It happens to be silent-movie day on William Eggleston's preferred TV channel when I arrive at his apartment in midtown Memphis.
Earlier, he tells me, he'd been watching one about Napoleon, though the face on screen now belongs to Gloria Swanson, her vast eyes flittering and blinking, in a thousand tiny adjustments.
To the score of tiptoeing oboes and yearning strings, smoke from Eggleston's American Spirit cigarettes, most burnt black to the filter, rolls sluggishly towards the open window. Five floors below, the virgin forest and glittering greensward of Overton Park unspool into the afternoon sun.
Eggleston - the scion of cotton-growing aristocracy in the Mississippi Delta, the legendary artist who is considered the father of serious colour photography - will be 80 in July.
He is thin but not weedy, and tall. Later, I ask how tall, apropos of chat concerning his dislike (putting it mildly) of 'blue jeans' (his term; accent on the blue) - a garment he is, he says derisively, "several notches above wearing". He would look ridiculous, he insists. "Not that I don't now."
Ridiculous is not a word you would ever use to describe this eyeful of a man, or his attire.

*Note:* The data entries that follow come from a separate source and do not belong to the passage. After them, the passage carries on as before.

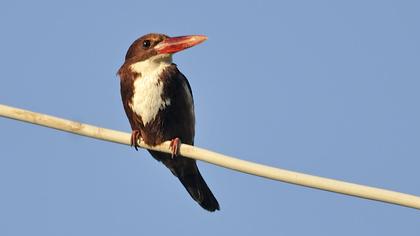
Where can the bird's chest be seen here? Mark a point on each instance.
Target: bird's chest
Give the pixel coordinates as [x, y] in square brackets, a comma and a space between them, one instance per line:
[148, 97]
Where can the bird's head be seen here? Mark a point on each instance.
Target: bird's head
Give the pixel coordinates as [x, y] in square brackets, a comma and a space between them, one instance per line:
[160, 46]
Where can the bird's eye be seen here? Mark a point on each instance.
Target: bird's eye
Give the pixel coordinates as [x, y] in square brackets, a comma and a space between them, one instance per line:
[146, 43]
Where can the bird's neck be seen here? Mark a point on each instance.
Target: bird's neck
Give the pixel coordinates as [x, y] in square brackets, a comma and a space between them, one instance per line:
[148, 98]
[152, 66]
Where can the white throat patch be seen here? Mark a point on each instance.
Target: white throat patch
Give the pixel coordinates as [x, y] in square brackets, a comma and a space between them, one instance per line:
[147, 99]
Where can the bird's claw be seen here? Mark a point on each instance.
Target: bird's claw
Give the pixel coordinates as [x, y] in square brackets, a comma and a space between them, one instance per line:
[135, 136]
[174, 146]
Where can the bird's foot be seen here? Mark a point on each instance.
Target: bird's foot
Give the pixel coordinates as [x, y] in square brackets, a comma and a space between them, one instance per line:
[174, 146]
[135, 136]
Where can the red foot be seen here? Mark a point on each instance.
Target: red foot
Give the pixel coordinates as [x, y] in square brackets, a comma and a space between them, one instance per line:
[135, 136]
[174, 146]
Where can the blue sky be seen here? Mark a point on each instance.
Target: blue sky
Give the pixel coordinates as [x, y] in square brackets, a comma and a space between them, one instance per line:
[322, 87]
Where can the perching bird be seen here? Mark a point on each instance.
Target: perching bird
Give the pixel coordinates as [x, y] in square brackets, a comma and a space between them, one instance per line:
[158, 102]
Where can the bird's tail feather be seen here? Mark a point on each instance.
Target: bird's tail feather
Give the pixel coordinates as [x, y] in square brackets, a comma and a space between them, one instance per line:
[199, 191]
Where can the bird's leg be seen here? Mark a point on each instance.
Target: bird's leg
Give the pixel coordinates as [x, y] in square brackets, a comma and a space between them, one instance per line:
[174, 146]
[135, 136]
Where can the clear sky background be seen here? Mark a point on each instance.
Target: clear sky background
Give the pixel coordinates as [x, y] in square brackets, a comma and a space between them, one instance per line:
[320, 87]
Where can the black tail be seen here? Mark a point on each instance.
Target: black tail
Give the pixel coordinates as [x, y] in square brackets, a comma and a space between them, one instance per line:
[199, 191]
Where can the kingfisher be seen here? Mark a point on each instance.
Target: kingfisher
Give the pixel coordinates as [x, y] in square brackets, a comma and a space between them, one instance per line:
[159, 105]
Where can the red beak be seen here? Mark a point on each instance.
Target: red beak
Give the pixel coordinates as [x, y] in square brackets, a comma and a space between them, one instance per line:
[176, 44]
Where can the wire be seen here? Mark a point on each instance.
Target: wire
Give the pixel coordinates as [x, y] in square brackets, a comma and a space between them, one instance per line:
[197, 153]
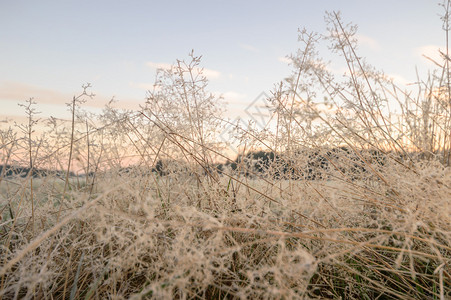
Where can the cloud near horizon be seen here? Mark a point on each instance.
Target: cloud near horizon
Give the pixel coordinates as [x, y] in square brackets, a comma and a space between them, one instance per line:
[248, 47]
[431, 51]
[20, 92]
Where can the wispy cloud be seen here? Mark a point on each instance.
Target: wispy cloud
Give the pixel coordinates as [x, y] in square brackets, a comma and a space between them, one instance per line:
[428, 52]
[19, 92]
[232, 96]
[284, 59]
[368, 41]
[155, 65]
[209, 73]
[142, 86]
[248, 47]
[398, 79]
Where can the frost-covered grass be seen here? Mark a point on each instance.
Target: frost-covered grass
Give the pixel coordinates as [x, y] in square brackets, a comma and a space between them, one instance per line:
[364, 227]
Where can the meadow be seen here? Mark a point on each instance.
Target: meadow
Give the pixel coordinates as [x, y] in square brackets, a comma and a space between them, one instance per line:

Eccentric, perhaps, if you take into account the silver-top walking cane ("it doesn't have a dagger inside," he says, apologetically), and a pair of gold opera glasses on the sofa beside him. "For watching television," he says, noticing me looking at them, though I think he is joking.
In person, he is genteel and precise, if sometimes ill at ease, apt to pull down an iron curtain of silence when the mood takes him. His shirt is crisp and ferociously white; his shoes are polished and show not a crease or a scuff.
His suit trousers (formerly Savile Row, though these days more likely to be by his friend Stella McCartney) are cut to perfection, cloaking a pair of long, elegant legs. He wears his pink polka-dotted navy silk bow tie undone, as is his custom.
Over the years, Eggleston has been likened to the rakish Rhett Butler from Gone with the Wind (released the year he was born, in 1939) and Basil Rathbone (the same tight jaw and piercing eyes).
There's a dash of Gregory Peck, too, particularly in the eyebrows, which, once Eggleston is a bourbon down, begin to leap around his forehead in the manner of air quotes. "If I was as dramatic-looking as Bill Eggleston," his friend the pop artist Ed Ruscha once remarked, "I'd probably do nothing but photograph myself."
We have met, ostensibly at least, to talk about some of his early photographs, which are about to be exhibited at David Zwirner in London, the dealer to whom he defected from Gagosian three years ago.
The pictures, from a series titled Two and One Quarter, have been culled from many thousands he made between 1966 and 1971 with a Hasselblad camera (he usually favours a Leica, though owns practically every film camera ever made).
They range all over the US, but were chiefly taken in and around Memphis and the Delta, where, bar a stint in New York's Chelsea Hotel in the 1970s and trips to Europe and the Far East, he has lived most of his life. Eggleston and I look through the proof prints together. "Let me tell you a story I think you'd like," he says, remembering the dancer Marcia Hare, whose breeze-blown hair and heavy-lidded eyes gaze up at us from the table.
She's the one he later photographed stretched out on the grass in a flower-sprigged dress, like some exquisite Pre-Raphaelite corpse. Hare was on Quaaludes at the time, a fashionable sedative that Eggleston and his friends were devoted users of in the 1970s. If you've seen Martin Scorsese's The Wolf of Wall Street, it's the drug that renders Leonardo DiCaprio unable to speak or walk.